La fin du feuillicyclage?
Parfois il y des informations qui circulent sur l’Internet qui peuvent avoir un effet environnemental réellement désastreux et c’est le cas de l’information donnée par beaucoup de villes, dont la mienne (ville de Québec), au sujet des feuilles atteintes de la maladie appelée tache goudronneuse de l’érable (Rhytisma acerina). Ces municipalités invitent les propriétaires à ne plus recycler les feuilles atteintes de cette maladie et, par le fait-même, de ne plus faire du feuillicyclage. .
Voici ce qu’en dit la Ville de Québec :
Attention! Le feuillicyclage (tondre les feuilles et les laisser au sol) ne doit pas être pratiqué lorsque des feuilles sont atteintes de la tache goudronneuse, pour éviter la propagation du champignon. Ramassez-les et déposez-les dans des sacs en papier, orange ou transparents et les mettre en bordure de rue pour la collecte des résidus verts.
Un manque total de respect pour l’environnement
Quelle horreur! Si les propriétaires suivent cet avertissement, cela leur enlève une importante occasion pour faire geste environnemental qui fait réellement une différence. Après tout, les feuilles mortes (appelées «l’or brun des jardiniers») sont exceptionnellement riches en matière organique et réduisent ou même éliminent le besoin de fertiliser nos jardins et platesbandes. Jeter un produit d’une si grande valeur est carrément absurde! Et il y n’y a rien de très écologique à mettre des feuilles mortes dans un sac (polluant) pour les faire ramasser par un camion (polluant) qui les transportera à un incinérateur qui les brûlera (polluant). Et pourtant, c’est ce que ma ville me suggère de faire. Une horreur, je vous le dis !

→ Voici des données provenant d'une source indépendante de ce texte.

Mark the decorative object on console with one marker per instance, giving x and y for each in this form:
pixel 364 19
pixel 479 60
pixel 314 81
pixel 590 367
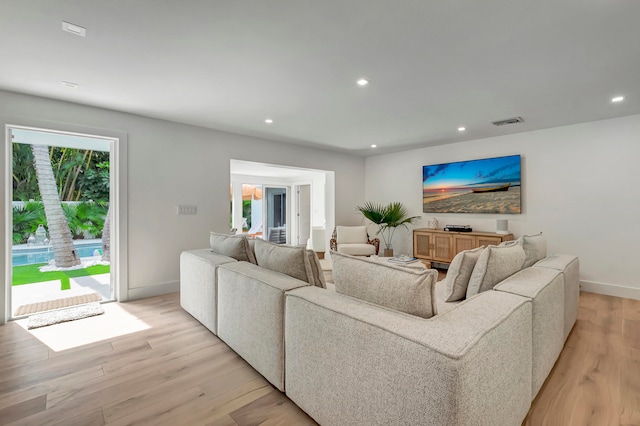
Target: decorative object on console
pixel 502 226
pixel 490 185
pixel 535 248
pixel 458 228
pixel 432 223
pixel 388 218
pixel 435 245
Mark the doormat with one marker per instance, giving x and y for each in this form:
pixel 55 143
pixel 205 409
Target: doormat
pixel 57 304
pixel 64 315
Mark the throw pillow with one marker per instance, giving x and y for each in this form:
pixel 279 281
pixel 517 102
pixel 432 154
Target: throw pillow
pixel 494 265
pixel 535 248
pixel 289 260
pixel 402 289
pixel 234 246
pixel 459 273
pixel 316 269
pixel 351 234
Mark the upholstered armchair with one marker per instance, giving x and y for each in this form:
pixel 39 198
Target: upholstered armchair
pixel 353 240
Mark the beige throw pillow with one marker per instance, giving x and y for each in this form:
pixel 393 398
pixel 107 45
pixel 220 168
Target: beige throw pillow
pixel 402 289
pixel 535 248
pixel 234 246
pixel 459 274
pixel 289 260
pixel 494 265
pixel 351 234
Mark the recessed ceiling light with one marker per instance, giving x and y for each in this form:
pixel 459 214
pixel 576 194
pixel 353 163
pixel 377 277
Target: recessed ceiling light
pixel 69 84
pixel 74 29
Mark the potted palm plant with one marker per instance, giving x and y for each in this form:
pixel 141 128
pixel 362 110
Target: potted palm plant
pixel 388 218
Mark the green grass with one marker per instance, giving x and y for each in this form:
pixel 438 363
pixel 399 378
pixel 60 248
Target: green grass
pixel 29 274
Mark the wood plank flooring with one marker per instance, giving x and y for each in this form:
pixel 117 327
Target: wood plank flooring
pixel 149 363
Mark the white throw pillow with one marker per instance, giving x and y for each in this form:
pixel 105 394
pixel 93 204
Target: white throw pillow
pixel 494 265
pixel 535 248
pixel 234 246
pixel 459 273
pixel 402 289
pixel 351 234
pixel 289 260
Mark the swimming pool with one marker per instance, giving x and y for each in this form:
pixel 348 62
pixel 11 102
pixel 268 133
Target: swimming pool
pixel 25 255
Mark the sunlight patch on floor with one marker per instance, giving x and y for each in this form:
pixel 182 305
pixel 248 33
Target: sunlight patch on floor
pixel 113 323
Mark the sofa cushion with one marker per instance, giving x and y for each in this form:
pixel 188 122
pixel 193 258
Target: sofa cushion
pixel 289 260
pixel 535 248
pixel 235 246
pixel 402 289
pixel 316 269
pixel 351 234
pixel 357 249
pixel 494 265
pixel 459 274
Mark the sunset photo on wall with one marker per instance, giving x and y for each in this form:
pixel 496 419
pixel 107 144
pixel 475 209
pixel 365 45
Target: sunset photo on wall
pixel 490 185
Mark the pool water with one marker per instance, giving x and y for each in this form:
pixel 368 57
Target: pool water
pixel 30 255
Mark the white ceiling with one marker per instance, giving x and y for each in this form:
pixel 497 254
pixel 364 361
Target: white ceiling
pixel 433 65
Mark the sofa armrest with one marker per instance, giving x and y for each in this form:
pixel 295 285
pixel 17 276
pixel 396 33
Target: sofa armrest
pixel 351 362
pixel 251 315
pixel 545 288
pixel 198 285
pixel 569 266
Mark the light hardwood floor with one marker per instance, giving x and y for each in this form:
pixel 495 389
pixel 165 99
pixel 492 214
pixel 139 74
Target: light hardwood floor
pixel 148 362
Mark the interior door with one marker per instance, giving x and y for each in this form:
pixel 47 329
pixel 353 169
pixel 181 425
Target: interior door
pixel 304 213
pixel 275 213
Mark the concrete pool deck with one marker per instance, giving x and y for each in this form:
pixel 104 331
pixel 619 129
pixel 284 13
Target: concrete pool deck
pixel 50 290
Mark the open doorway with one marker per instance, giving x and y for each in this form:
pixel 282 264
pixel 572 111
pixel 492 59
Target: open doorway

Car c’est vraiment la fin du feuillicyclage qu’on promovoit. J’imagine mal un pauvre propriétaire assis par terre à trier ses feuilles une par une, mettant des feuilles tachetées dans un tas, le tas qui sera jeté, et les feuilles saines dans l’autre, celui qui servira au feuillicyclage. Et on nous pousse à abandonner le feuillicyclage, si bénéfique pour l’environnement, pour quelle raison? À cause d’une maladie «strictement esthétique» (la ville la dit elle-même!) qui paraît sur un arbre qu’on devrait bannir (voir L’érable de Norvège : un envahisseur à bannir) de toute façon?

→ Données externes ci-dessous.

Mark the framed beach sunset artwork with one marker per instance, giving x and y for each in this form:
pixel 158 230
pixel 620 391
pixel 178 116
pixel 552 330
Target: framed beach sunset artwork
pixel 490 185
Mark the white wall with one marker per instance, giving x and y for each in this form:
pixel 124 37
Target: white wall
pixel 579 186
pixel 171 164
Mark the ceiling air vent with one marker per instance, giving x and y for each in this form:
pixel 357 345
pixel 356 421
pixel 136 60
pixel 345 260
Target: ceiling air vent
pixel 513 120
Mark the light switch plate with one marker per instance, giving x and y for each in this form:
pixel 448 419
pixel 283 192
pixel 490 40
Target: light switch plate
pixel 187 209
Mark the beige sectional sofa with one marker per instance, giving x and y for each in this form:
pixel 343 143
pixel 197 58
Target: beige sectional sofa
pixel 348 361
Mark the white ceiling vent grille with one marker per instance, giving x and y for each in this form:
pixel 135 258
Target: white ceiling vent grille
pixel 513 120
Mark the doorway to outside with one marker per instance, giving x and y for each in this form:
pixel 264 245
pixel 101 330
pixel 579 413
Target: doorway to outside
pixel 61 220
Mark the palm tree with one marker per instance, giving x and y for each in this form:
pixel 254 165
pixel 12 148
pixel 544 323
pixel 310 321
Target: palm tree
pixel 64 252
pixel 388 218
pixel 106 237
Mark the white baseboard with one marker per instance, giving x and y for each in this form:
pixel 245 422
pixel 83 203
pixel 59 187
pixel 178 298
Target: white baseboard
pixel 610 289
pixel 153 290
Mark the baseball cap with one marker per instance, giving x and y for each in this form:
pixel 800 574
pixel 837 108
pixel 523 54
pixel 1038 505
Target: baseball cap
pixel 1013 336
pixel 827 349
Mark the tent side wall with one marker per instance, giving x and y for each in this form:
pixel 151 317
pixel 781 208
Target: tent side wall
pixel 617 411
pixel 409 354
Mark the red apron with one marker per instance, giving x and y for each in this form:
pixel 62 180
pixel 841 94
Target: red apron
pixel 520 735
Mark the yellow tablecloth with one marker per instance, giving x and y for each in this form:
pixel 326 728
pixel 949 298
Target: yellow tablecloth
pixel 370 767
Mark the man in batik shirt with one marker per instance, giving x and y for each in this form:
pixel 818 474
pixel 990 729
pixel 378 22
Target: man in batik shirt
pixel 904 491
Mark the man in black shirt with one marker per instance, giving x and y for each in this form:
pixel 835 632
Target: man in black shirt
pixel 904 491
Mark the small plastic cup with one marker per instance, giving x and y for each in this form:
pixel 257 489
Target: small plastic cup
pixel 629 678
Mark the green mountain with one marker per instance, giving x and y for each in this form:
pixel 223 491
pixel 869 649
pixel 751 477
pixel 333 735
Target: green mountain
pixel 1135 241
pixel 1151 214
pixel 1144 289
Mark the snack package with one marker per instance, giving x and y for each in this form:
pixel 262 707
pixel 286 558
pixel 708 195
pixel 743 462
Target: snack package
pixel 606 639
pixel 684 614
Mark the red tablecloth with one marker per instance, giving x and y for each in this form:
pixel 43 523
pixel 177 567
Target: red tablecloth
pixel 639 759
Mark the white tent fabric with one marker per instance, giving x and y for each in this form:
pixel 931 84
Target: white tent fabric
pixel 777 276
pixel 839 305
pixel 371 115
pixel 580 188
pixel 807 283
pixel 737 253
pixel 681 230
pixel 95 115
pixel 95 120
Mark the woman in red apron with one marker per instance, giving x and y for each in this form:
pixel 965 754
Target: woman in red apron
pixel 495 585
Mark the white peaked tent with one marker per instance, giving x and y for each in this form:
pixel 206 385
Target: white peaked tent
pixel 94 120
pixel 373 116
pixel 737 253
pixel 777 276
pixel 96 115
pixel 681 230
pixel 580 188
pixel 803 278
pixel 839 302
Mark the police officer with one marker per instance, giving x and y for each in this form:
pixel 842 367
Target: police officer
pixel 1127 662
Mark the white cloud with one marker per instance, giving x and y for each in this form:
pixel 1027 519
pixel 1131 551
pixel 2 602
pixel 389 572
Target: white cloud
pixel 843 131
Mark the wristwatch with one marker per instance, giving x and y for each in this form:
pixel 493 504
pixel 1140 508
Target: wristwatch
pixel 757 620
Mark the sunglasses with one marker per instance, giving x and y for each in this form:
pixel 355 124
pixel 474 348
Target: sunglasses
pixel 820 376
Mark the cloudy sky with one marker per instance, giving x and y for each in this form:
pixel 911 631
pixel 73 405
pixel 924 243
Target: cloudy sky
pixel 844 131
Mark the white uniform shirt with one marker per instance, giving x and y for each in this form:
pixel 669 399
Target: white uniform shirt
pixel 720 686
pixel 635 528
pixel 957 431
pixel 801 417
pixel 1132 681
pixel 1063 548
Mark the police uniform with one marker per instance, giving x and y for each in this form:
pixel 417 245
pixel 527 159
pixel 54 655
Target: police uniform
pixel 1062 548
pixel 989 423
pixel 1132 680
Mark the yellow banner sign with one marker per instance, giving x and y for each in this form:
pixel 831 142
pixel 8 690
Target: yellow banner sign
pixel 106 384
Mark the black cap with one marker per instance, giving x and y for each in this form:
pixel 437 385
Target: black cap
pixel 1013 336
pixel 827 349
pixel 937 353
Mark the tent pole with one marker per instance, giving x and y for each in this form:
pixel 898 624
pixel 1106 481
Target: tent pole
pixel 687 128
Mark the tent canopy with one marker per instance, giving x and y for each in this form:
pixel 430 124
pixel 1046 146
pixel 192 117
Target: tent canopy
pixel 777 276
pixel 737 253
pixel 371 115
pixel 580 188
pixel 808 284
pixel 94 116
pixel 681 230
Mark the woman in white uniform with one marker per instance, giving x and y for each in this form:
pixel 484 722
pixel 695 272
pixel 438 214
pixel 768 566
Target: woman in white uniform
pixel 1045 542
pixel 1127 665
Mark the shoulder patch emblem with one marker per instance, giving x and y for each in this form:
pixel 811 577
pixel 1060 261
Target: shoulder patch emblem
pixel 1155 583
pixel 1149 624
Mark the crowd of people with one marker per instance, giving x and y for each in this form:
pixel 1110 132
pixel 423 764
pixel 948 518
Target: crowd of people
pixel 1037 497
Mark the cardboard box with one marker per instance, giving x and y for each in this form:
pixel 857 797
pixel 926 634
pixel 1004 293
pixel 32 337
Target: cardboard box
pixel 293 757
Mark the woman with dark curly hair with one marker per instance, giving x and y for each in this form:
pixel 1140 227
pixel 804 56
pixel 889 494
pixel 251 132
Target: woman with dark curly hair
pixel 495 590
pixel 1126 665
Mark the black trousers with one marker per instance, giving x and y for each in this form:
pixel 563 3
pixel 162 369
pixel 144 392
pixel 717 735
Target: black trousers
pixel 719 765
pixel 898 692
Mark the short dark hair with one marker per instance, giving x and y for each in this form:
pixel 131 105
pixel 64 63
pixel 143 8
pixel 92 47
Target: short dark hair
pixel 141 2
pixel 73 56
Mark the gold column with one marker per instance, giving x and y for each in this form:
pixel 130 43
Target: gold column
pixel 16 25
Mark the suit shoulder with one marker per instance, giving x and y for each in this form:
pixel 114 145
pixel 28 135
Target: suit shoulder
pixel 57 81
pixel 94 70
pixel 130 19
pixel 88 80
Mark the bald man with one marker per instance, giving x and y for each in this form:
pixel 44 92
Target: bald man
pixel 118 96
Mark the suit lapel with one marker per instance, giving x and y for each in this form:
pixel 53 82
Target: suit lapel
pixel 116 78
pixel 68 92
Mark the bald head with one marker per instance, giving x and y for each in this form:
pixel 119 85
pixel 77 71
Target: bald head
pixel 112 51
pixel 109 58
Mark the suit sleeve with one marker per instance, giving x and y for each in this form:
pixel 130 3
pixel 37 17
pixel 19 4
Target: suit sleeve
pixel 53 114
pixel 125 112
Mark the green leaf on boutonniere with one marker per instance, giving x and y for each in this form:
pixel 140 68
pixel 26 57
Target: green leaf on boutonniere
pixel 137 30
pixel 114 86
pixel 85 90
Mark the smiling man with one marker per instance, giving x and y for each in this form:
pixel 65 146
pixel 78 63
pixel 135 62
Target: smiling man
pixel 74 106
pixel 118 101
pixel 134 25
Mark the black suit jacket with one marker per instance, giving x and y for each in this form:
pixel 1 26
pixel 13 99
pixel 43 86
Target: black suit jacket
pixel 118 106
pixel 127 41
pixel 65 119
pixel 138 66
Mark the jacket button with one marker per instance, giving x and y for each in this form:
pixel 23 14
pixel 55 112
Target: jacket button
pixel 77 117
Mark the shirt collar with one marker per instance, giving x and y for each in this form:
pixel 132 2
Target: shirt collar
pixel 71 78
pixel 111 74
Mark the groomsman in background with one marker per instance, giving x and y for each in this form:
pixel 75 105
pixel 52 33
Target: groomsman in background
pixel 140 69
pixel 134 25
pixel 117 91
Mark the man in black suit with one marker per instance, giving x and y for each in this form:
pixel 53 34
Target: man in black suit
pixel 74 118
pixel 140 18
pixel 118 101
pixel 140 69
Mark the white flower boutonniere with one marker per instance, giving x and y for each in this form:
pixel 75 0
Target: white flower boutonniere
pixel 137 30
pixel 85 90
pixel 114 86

Rien à faire pour arrêter la tâche goudronneuse
Il faut comprendre un détail : la maladie en question – la tache goudronneuse de l’érable – est là pour rester. Il est trop tard pour l’arrêter. Il est impossible de faire baisser l’infestation en ramassant les feuilles atteintes: il suffit qu ’une seule feuille portant les spores de cette maladie ne soit pas ramassée – peut-être qu’elle est coincée dans une gouttière, cachée au pied d’arbuste, fixée dans un nid d’écureuil au sommet d’un arbre ou tout simplement déposée sur un terrain vague (terrain appartenant souvent à la ville elle-même!) que personne ne nettoie – pour infecter plusieurs dizaines d’arbres.
Et on trouvera au moins une certaine quantité des feuilles atteintes de la tache goudronneuse sur essentiellement tous les terrains des villes et des banlieues où l’érable de Norvège (Acer platanoides) est cultivé. Même si vous n’avez pas de spécimen de cet arbre très commun sur votre terrain, le vent emportera sûrement des feuilles malades d’ailleurs. J’en trouve plein sur mon terrain et pourtant l’érable de Norvège le plus proche est à 3 maisons d’ici!

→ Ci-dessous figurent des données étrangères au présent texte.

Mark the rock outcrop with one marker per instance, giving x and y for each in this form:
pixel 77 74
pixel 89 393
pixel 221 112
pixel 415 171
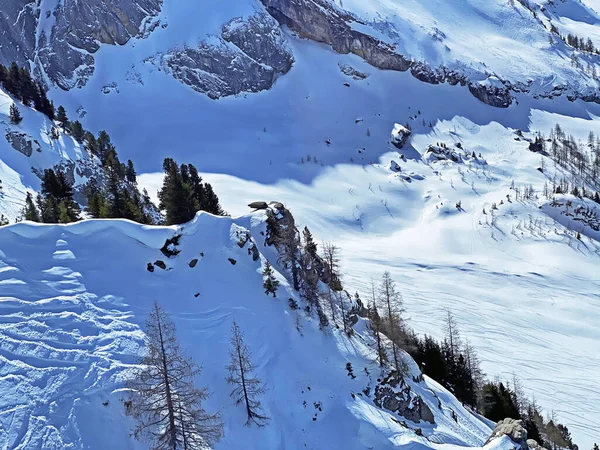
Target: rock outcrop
pixel 247 57
pixel 396 396
pixel 60 41
pixel 514 429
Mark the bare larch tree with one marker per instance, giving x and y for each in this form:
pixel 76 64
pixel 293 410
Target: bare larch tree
pixel 247 388
pixel 391 302
pixel 163 398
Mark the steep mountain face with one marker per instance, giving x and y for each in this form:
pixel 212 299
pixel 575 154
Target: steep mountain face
pixel 70 335
pixel 247 57
pixel 57 39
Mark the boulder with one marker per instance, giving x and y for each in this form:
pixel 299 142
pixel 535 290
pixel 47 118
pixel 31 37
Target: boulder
pixel 249 56
pixel 258 205
pixel 400 135
pixel 22 143
pixel 514 429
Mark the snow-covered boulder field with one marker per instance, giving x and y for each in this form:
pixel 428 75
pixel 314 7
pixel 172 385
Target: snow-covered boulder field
pixel 73 301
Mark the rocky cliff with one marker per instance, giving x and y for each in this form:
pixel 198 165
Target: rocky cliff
pixel 58 39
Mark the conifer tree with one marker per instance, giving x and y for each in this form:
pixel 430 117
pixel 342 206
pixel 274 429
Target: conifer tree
pixel 30 212
pixel 270 284
pixel 247 388
pixel 15 115
pixel 452 334
pixel 164 400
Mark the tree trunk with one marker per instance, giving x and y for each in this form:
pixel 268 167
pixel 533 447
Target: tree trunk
pixel 243 377
pixel 172 427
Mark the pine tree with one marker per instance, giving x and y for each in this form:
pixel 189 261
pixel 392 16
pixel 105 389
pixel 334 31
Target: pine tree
pixel 247 388
pixel 130 174
pixel 164 401
pixel 309 244
pixel 30 212
pixel 270 284
pixel 176 197
pixel 15 115
pixel 391 302
pixel 77 131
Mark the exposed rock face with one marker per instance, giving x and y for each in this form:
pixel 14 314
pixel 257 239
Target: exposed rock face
pixel 493 93
pixel 69 33
pixel 395 395
pixel 441 153
pixel 21 142
pixel 514 429
pixel 400 135
pixel 247 57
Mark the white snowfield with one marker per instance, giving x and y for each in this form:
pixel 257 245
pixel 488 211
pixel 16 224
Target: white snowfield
pixel 524 289
pixel 73 299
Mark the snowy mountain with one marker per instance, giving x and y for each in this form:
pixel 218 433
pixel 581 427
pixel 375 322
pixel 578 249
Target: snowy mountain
pixel 70 333
pixel 295 101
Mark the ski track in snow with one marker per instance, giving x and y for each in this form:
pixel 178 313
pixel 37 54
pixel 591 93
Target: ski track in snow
pixel 528 300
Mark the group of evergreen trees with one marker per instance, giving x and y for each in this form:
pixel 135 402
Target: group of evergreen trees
pixel 18 82
pixel 166 404
pixel 183 193
pixel 581 161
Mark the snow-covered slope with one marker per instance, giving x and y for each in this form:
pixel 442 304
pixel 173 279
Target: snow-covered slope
pixel 26 150
pixel 74 298
pixel 527 284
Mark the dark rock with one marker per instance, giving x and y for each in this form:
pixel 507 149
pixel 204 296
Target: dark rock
pixel 492 92
pixel 400 135
pixel 395 395
pixel 22 143
pixel 63 52
pixel 277 205
pixel 258 205
pixel 169 248
pixel 514 429
pixel 253 250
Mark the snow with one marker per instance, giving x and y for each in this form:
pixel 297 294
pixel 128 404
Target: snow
pixel 70 332
pixel 525 292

La propreté? Un coup d’épée dans l’eau
Si vous voulez une preuve que le ramassage et la destruction des feuilles infestées de tache goudronneuse ne donne rien, regardez les terrains où les gens sont réellement très assidus à ramasser toutes les feuilles mortes – des vrais maniaques de la propreté! – et vous verrez que leurs érables sont aussi malades que ceux de gens qui n’en ramassent aucune.
Donc, je vous recommande de faire un pied de nez aux municipalités malavisées et de continuer de faire du feuillicyclage, même en présence de feuilles malades, car cette action demeure de loin la façon la plus écologique pour gérer les feuilles mortes.
Dans le fond, il n’y a qu’une seule façon véritable pour enrayer la tache goudronneuse et c’est de réduire la population des érables de Norvège. Donc, évitez d’en planter chez vous et si vous avez un érable de Norvège vieillissant, songez sérieusement à le remplacer par une autre essence.
Peu importe ce que votre ville dit, continuez de recycler vos feuilles: l’environnement vous en remerciera!